Donation centers to support the Rural Normal School at Ayotzinapa have been set up across the country, and solidarity caravans from Oaxaca and Michoacán arrived at Ayotzinapa with money and supplies to support parents of the missing students and others who are camping at the school, awaiting information.

Guerrero state and its capital of Chilpancingo have seen the site of the strongest protests and mobilizations. Students from the Federation of Socialist Rural Students of Mexico (FESCSM) warned the government that if the missing students weren't found, these demonstrations would escalate.

On Monday, October 13, for example, students, teachers and supporters blockaded and then torched the governor's palace in Chilpancingo. After clashes with police, City Hall was also torched, and the state Congress building was taken over.

FESCSM members, students from normal schools across the country, parents of the missing students, teachers from the Coordinator of National Education Workers (CNTE)--the left-wing section of the national teachers' union--and other popular organizations from Guerrero have announced that they will occupy the 81 municipalities of the state of Guerrero in the coming weeks until the missing students are found.

On Friday, October 17, student-teachers and their supporters from around the state marched in Acapulco to demand justice. The march proceeded peacefully through the city despite a strong police presence and the local authorities hiring taxi drivers to operate as shock troops to repel protesters in case they took over buildings.


MEANWHILE, THE political crisis for the Party of the Democratic Revolution (PRD) continues to deepen.

The mayor of Iguala, a leader of the PRD, as well his wife and the chief of police, are at large, raising suspicions of political protection from government authorities. Furthermore, media investigations continue to reveal extensive ties to organized crime among various leaders of the PRD.
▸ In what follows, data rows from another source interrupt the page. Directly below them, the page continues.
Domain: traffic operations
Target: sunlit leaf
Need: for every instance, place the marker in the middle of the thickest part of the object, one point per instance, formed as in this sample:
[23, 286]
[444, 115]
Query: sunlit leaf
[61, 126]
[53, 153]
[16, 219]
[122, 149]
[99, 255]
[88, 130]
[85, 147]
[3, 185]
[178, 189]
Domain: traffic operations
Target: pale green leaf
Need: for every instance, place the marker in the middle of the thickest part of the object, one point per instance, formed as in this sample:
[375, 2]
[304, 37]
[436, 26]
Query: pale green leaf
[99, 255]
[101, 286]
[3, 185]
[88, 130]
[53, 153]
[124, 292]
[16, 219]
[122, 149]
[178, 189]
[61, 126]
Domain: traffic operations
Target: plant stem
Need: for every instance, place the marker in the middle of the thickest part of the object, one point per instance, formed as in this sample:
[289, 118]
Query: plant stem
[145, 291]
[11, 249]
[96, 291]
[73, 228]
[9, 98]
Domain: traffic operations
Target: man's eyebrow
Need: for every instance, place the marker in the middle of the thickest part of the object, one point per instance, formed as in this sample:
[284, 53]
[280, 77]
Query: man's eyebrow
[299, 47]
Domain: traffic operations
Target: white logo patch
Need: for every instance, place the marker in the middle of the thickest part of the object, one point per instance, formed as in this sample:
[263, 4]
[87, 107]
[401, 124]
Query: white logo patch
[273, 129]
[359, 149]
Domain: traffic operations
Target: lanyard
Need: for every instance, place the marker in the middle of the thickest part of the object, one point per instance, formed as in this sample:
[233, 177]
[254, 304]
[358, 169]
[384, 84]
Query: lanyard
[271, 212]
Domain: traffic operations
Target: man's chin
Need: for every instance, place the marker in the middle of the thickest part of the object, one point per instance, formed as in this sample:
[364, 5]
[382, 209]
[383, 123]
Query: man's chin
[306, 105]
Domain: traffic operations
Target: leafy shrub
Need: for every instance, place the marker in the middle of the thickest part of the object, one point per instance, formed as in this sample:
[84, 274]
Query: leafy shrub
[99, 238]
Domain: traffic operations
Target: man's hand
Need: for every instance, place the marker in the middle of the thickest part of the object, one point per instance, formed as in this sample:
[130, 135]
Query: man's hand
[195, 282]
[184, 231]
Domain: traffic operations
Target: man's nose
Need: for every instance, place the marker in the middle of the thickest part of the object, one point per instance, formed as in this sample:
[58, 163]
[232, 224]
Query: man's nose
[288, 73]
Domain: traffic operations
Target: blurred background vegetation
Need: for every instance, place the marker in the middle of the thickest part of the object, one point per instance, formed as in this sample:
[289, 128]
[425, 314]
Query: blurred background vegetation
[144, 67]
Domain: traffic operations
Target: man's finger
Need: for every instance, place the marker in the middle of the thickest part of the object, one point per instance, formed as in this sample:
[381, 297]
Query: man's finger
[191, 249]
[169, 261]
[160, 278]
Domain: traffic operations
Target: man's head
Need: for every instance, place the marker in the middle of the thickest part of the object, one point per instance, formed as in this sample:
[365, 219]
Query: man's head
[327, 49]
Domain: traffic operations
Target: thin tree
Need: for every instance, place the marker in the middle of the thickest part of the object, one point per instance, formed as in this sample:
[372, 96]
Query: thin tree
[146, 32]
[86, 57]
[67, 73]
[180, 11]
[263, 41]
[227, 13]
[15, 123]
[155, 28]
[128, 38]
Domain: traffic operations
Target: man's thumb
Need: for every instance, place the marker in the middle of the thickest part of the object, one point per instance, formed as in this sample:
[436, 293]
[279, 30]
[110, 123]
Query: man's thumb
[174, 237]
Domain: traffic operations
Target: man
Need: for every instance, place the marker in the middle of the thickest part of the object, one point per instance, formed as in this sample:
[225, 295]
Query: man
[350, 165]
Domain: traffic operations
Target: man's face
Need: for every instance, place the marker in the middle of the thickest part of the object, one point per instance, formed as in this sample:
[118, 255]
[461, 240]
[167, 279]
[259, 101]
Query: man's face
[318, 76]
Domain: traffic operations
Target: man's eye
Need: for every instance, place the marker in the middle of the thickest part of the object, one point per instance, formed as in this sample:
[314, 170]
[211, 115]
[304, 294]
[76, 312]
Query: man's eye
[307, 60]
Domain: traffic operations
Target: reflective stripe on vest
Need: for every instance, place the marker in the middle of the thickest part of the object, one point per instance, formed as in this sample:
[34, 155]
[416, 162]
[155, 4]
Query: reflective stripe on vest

Although the PRD was historically an opposition party to the Institutional Revolutionary Party (PRI), with Guerrero as one of its strongholds, the party has been deeply penetrated by organized crime. It has also become embedded in the political establishment. Last year, it signed on to the Pact for Mexico, together with the PRI and the pro-business National Action Party (PAN) to ratify the fraudulent election of PRI President Enrique Peña Nieto, who is carrying on the party's neoliberal agenda.
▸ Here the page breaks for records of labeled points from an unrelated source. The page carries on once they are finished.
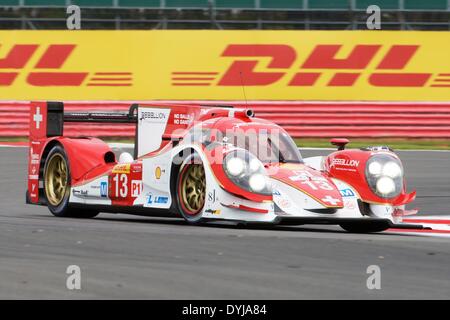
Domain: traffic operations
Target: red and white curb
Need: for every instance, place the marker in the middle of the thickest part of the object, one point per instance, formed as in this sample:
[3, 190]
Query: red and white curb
[437, 226]
[18, 144]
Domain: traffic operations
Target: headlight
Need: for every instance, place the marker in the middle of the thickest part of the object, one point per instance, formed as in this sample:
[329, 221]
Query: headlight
[384, 175]
[247, 172]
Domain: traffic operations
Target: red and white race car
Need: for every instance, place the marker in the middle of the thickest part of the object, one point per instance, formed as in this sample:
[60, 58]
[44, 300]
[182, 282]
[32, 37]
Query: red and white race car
[207, 163]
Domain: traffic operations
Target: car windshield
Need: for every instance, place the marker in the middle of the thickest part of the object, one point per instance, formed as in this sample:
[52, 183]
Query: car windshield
[268, 146]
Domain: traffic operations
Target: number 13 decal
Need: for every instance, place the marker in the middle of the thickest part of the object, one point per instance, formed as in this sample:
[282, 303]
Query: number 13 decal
[121, 183]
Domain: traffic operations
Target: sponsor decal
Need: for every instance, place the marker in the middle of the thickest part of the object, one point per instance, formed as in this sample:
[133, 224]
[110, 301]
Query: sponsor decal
[152, 115]
[136, 168]
[347, 192]
[211, 211]
[181, 118]
[157, 199]
[136, 188]
[284, 203]
[212, 196]
[38, 118]
[349, 204]
[104, 189]
[344, 162]
[76, 192]
[331, 200]
[159, 172]
[122, 168]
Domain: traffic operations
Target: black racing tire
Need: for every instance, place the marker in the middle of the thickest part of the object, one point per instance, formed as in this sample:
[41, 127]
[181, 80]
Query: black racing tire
[191, 190]
[365, 227]
[57, 186]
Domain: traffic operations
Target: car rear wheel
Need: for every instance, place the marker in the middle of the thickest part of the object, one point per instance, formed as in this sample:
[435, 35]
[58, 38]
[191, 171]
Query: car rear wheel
[57, 186]
[365, 227]
[191, 190]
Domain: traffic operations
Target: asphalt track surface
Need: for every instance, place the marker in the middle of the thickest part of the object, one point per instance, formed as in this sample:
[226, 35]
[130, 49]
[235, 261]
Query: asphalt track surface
[130, 257]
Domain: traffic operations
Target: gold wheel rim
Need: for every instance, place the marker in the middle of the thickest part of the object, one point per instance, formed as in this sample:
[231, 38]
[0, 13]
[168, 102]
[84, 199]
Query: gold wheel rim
[56, 179]
[193, 188]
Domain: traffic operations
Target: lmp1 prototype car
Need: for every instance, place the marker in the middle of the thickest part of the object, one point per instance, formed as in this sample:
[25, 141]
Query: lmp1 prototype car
[209, 163]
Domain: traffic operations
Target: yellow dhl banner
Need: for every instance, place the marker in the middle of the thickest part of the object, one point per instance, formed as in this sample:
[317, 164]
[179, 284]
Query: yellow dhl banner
[214, 65]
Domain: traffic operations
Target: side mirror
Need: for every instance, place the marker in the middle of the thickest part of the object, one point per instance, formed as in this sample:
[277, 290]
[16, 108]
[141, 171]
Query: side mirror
[339, 142]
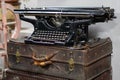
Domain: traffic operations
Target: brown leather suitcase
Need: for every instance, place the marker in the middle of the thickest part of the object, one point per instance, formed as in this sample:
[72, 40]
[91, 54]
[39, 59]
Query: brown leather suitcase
[68, 62]
[21, 75]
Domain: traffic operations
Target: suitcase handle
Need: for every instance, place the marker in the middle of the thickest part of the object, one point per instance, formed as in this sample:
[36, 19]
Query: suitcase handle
[43, 60]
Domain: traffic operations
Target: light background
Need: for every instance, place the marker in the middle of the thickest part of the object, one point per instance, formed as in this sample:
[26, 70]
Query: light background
[110, 29]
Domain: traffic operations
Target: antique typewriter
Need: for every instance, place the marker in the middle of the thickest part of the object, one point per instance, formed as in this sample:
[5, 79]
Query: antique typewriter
[63, 25]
Since the killings, the PRD has also come under fire from opposition political leaders in the PAN--together with the Guerrero branch of Mexico's main employers confederation, Coparmex, the PAN has been pushing for the state government to be dissolved and reelected.
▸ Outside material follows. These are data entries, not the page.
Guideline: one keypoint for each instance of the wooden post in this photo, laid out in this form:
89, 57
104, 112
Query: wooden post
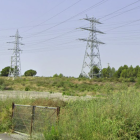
58, 112
13, 106
32, 119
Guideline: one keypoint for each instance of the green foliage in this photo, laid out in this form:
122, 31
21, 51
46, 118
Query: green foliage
132, 79
27, 88
55, 75
1, 81
5, 71
52, 134
30, 73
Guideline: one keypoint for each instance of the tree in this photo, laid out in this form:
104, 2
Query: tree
105, 72
124, 73
5, 71
30, 73
130, 72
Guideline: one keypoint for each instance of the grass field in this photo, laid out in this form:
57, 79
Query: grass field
116, 116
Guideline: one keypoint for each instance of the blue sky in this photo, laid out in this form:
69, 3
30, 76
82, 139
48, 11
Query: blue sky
50, 34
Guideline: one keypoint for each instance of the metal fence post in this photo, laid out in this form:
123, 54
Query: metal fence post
32, 119
13, 106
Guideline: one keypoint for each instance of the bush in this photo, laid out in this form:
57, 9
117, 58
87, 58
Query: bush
27, 88
132, 79
1, 81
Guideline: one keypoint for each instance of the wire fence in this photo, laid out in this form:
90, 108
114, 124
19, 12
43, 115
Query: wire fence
31, 120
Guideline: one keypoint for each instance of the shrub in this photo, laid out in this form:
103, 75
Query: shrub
1, 81
27, 88
132, 79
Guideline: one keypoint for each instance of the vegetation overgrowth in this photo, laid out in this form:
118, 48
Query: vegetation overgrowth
114, 117
114, 114
69, 85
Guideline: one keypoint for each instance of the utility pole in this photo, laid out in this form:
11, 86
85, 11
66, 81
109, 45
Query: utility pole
92, 54
15, 69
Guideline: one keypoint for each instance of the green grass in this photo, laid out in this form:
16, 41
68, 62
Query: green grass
112, 118
113, 115
67, 86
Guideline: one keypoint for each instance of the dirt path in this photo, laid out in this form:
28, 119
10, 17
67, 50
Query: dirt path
34, 94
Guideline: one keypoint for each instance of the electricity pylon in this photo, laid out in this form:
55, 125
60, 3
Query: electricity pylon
92, 58
15, 69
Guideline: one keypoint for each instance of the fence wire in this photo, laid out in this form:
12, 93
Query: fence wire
33, 119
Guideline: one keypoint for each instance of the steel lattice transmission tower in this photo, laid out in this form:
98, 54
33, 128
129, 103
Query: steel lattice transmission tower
15, 69
92, 54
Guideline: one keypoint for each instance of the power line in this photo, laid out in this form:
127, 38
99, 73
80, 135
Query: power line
93, 6
55, 15
120, 9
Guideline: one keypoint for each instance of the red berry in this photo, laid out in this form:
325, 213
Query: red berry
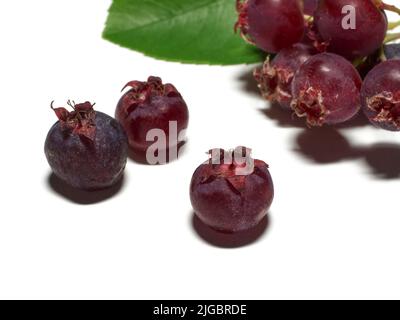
310, 6
275, 77
326, 90
230, 195
361, 39
271, 25
86, 149
151, 105
380, 95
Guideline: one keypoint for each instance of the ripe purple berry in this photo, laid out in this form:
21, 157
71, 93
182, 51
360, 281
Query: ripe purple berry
326, 90
380, 95
276, 76
231, 195
86, 149
271, 25
358, 40
151, 105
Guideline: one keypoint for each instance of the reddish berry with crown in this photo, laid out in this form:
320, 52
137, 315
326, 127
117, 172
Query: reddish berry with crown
231, 192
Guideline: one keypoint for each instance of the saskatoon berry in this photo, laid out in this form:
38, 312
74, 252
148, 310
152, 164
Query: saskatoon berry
361, 39
310, 6
271, 25
326, 90
275, 77
231, 192
380, 95
151, 105
87, 149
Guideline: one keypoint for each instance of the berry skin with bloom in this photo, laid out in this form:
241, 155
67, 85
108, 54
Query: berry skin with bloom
230, 195
271, 25
326, 90
151, 105
310, 6
87, 149
380, 95
361, 39
276, 76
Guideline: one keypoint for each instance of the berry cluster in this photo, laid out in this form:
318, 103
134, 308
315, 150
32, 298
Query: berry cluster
319, 53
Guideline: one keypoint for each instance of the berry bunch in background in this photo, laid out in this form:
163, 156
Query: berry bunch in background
318, 53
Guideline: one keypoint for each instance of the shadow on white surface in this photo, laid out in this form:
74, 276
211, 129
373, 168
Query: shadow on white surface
325, 145
248, 83
384, 160
227, 240
80, 196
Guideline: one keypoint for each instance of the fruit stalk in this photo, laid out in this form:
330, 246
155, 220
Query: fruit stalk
392, 37
384, 6
393, 25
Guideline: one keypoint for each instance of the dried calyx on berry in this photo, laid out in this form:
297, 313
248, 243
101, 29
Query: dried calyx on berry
271, 25
276, 75
326, 90
380, 95
143, 92
80, 121
151, 105
231, 192
230, 163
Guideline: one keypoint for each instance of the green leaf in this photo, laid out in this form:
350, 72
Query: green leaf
190, 31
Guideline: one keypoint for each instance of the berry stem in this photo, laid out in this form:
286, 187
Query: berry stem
393, 25
388, 7
392, 37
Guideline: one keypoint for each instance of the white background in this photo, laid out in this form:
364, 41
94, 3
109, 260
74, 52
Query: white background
334, 229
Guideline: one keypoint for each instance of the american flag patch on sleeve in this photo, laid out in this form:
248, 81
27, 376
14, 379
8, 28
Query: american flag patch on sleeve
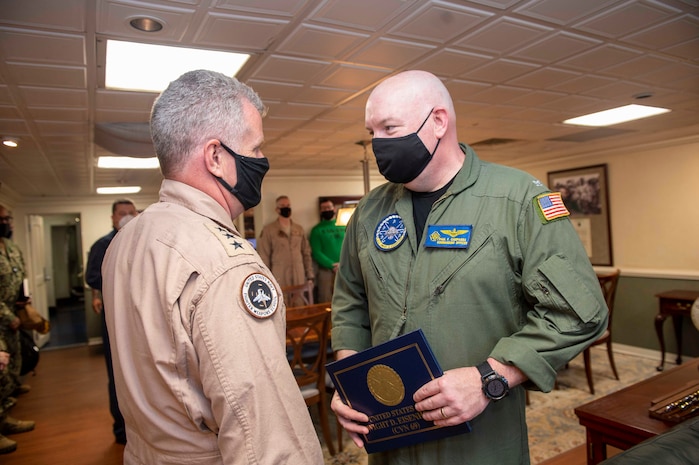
551, 206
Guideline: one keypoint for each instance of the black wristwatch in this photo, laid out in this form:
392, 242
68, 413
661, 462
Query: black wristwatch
495, 386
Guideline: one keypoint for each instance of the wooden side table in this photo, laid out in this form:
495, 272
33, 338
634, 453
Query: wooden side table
676, 303
621, 419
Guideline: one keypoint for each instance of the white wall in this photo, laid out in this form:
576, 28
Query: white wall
654, 207
653, 196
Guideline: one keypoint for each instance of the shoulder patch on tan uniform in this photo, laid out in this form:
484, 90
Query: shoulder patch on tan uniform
260, 297
234, 244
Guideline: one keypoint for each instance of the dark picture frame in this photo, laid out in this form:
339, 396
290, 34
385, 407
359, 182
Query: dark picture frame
585, 194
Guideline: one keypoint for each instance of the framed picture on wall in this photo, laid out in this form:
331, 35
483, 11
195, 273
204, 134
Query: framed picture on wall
586, 196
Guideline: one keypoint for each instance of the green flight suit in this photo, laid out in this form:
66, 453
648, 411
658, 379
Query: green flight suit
523, 292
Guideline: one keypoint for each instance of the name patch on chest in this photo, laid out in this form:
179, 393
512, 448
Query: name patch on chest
259, 296
449, 236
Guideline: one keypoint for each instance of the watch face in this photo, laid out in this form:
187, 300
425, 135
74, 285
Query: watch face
496, 388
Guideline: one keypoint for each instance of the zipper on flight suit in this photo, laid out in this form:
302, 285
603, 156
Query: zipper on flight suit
440, 287
404, 316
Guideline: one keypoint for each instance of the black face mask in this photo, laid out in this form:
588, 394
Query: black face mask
402, 159
250, 173
5, 231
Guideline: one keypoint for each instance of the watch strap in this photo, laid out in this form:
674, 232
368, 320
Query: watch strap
485, 369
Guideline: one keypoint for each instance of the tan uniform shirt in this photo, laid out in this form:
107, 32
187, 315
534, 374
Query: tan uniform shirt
288, 256
200, 379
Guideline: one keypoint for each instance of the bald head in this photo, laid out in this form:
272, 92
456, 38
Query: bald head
416, 102
414, 92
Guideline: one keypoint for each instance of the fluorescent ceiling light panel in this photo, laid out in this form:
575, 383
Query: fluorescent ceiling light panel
128, 163
616, 115
119, 190
150, 68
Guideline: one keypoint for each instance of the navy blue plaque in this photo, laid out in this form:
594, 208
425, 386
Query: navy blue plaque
381, 381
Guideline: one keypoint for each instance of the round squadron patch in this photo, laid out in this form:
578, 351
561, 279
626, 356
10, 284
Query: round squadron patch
260, 296
390, 233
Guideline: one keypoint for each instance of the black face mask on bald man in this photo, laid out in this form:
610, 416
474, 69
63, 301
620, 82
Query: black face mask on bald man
402, 159
250, 172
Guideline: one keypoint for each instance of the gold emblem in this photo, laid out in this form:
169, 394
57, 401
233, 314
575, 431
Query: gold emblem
385, 385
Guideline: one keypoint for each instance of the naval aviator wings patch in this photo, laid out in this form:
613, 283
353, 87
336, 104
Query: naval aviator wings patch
234, 244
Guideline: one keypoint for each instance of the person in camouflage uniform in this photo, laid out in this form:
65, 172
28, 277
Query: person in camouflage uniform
12, 274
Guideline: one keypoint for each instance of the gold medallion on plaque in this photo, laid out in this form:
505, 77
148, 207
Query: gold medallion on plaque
385, 385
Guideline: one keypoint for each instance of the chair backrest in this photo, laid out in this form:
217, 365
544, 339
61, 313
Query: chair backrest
298, 295
608, 281
307, 330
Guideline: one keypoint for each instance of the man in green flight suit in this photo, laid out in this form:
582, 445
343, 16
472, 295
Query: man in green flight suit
481, 257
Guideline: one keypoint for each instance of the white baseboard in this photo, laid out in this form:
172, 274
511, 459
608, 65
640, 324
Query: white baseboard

Ángel Aguirre, the PRD governor of Guerrero has refused to step down, but recent reports indicate the federal government, currently controlled by Peña Nieto and the PRI, will demand that he resign, with full agreement from the national director of the PRD, Carlos Navarrete.

The PRD had hoped to perform well in next year's state elections, but the crisis caused by the massacre in Iguala has almost certainly destroyed those expectations. At this point, the PRD's best hope is to do some damage control by putting the Harvard-educated senator, Armando Ríos Peter, in charge of the state.

The murderous attack on the students of Ayotzinapa points to a frightening trend beginning to emerge in Mexico: extrajudicial killings and the disappearance of political activists. This could foreshadow a return to Mexico's dirty wars of the 1970s and '80s.

Although Solalinde's claims have yet to be confirmed, if the 43 students are found dead, government officials and the business sector fear a rebellion might break out in Guerrero, if not nationally.

While the political establishment fights over the corpses of the students like vultures, the social justice movement that erupted following the police attack on the student-teachers has called for an international day of action on Wednesday, October 22. The call is for the 43 students to be returned alive, punishment for those responsible for the attack and more funding for the system of rural normal schools.

Organizers expect this will be the largest day of action so far, with protests taking place in more than 100 locations nationally and internationally, according to reports.